Perhaps we might say that marijuana may produce a state of cognitive despairment. That it may do so in a minority of people should not let those who happily imbibe forget their fellows with negative results. Futility is a horrible feeling to carry day after day after day.
The Nature of Drugs
The public often has contradictory responses to drugs. Prescription drugs are theoretically “good” in that they’re pure, but “dangerous” in that they most be regulated with all their voluminous side effects.
Conversely, over the counter drugs or “food drugs” like caffeine and alcohol are considered “safe.” You don’t need to see a doctor to get them. So, the thinking goes, they must be okay.

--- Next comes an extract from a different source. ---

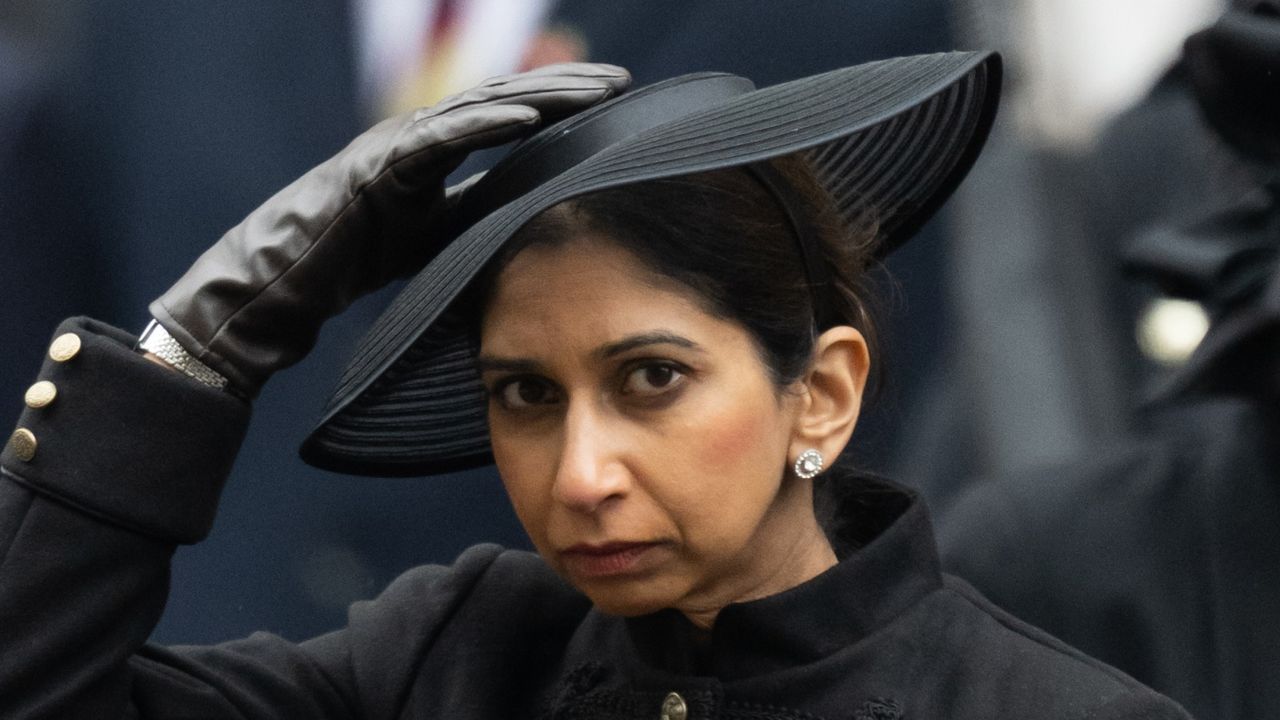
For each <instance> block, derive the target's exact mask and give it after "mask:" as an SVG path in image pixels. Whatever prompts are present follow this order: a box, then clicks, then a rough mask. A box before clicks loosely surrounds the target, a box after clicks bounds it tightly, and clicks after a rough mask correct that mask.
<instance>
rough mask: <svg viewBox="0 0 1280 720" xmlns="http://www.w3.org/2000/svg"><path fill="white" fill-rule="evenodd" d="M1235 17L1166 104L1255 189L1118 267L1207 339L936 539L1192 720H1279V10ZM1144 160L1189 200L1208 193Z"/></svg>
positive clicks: (1112, 137) (972, 576)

Except drugs are drugs. They do lots of things people want – consider the many millions of users puffing on expensive, illegally sourced marijuana – and lots of things they don’t.
This “angel and devil” element exists in all drugs. Whether prescribed by doctors, tobacco companies, or “health dispensaries,” you want to know what you’re taking and what it might do – to you and others.
For drugs have population effects. They change death and morbidity rates. They shift attitudes and societal mores. They can cost a lot directly and indirectly, from overall economic productivity to, in many cases, the costs of treatment and law enforcement.
They deserve to be viewed comprehensively for all their effects – individually and collectively, nationally and internationally, on health, diseases, politics, power and the environment.
Drugs are a big part of the public health. It’s time to think about public health first – instead of the national obsession with our fouled-up medical care system.
Health care should has as its goal improving health – physical, mental, social and spiritual wellbeing. And that includes controlling the effects of drugs.